То есть здесь я приговорен проявлять себя «большим романистом» в традиционном смысле.
Как говорят живописцы, «сюжет диктует».
Создать Пилата…
Единственный способ очеловечить этого персонажа, который с самого начала должен быть уверенным, военным, прочно стоящим на своей позиции, закованным в броню, почти неприятным, было бы выявить его слабое место: безусловная любовь, которую он испытывает к своей жене. Единственное, что удивляет этого самоуверенного мужлана, - это решение Клавдии, аристократки, связать себя с ним. Он никогда не строил иллюзий на этот счет.
В конце книги он, разумеется, отправляется скорее по следам своей исчезнувшей супруги, чем на поиски Иисуса. Поскольку единственный путь к Христу – это любовь. Таким образом, к Пилату Иисус приходит через Клавдию.

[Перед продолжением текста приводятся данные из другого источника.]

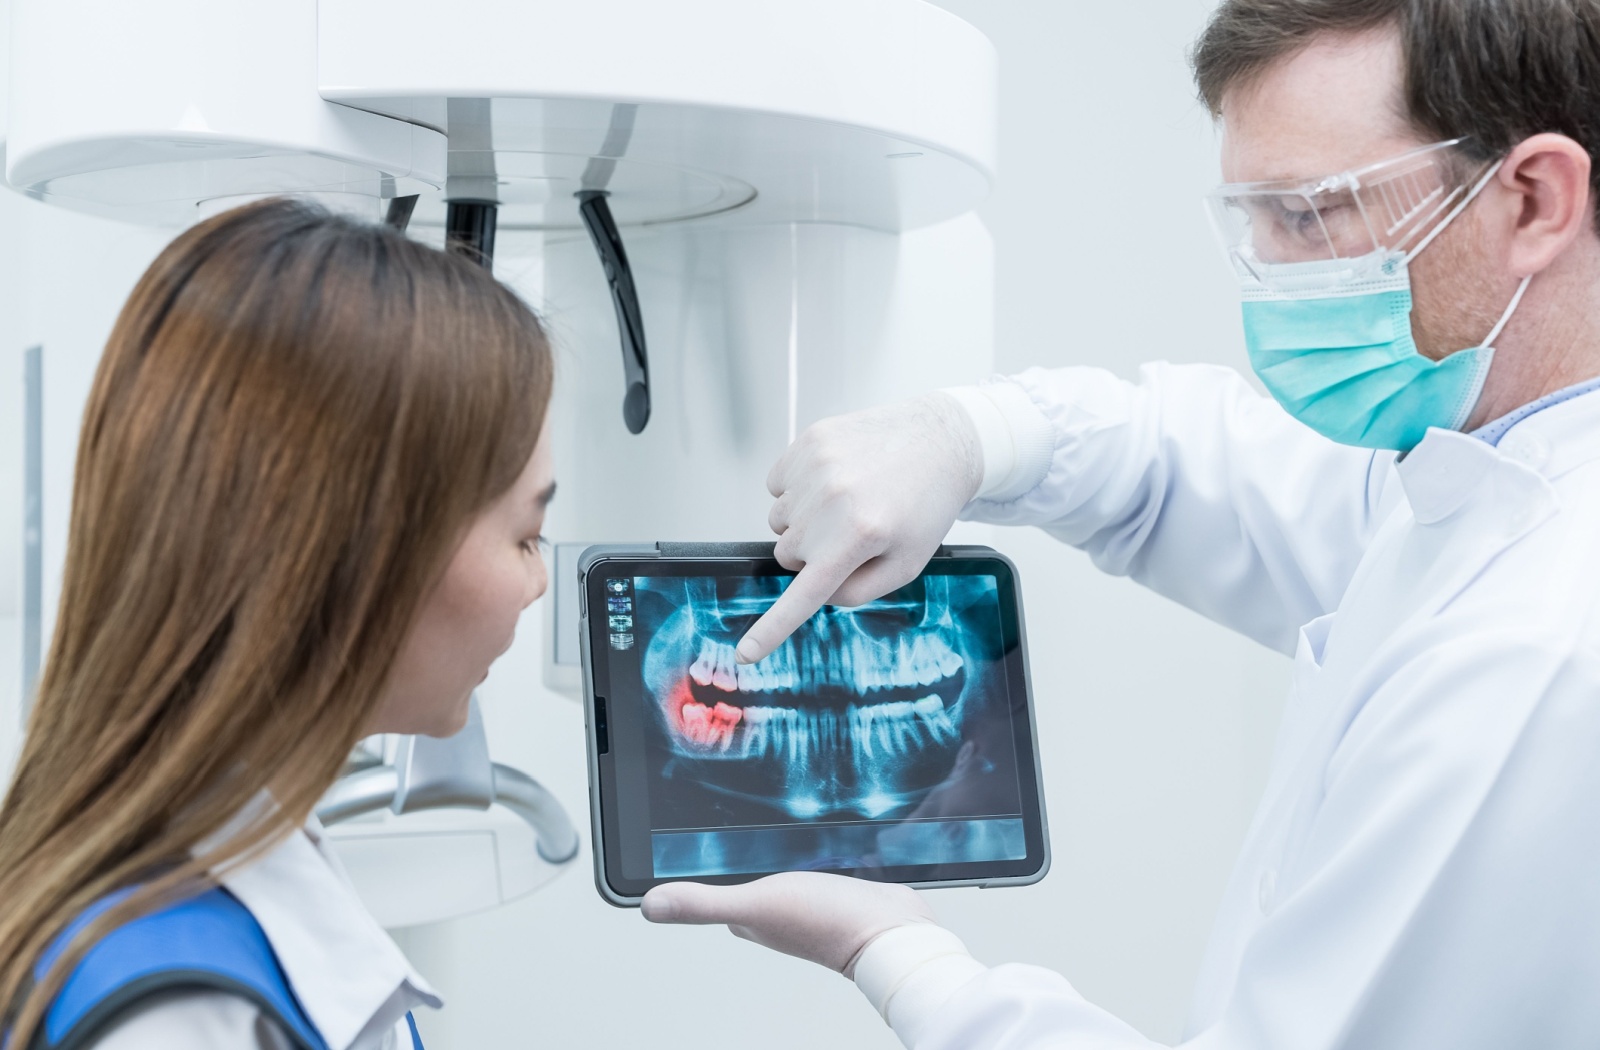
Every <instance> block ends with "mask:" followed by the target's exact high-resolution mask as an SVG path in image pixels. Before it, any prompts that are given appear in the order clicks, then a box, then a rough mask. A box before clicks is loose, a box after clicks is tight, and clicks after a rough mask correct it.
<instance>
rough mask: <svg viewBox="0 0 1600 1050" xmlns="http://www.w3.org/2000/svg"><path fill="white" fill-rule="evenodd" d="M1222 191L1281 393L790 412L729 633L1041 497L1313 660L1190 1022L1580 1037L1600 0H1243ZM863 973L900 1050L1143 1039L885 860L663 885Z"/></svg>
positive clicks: (1201, 1036) (1211, 605)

Я люблю эту Клавдию, беспокойную, надменную, чувственную, непредсказуемую и загадочную. Она повергла меня к своим ногам. Я воспламенен ею так же, как Пилат.
Как все великие личности, Клавдию с тем же успехом можно найти и возвышенной, и нелепой.
Сегодня я закончил эпизод с Саломеей.
Это будет единственная существенная вольность в моей истории: я сделаю ее первой женщиной, которая видела воскресшего Иисуса. Почему? Во-первых, я не утверждаю, что это правда: принимать всерьез нужно последующих свидетелей, а не ее. Во-вторых, я настолько обожаю этого персонажа, что не смог отказать себе в удовольствии вывести ее: когда еще, в конце концов, я буду писать роман, действие которого разворачивается в Иерусалиме в I веке нашей эры? Наконец, я надеюсь застать врасплох тех, кто хорошо знает Писание, чтобы они не устраивались со всеми удобствами уже виденного и уже слышанного.
Фабиан: путает духовное и сверхъестественное. Маленький человек нашей маленькой эпохи.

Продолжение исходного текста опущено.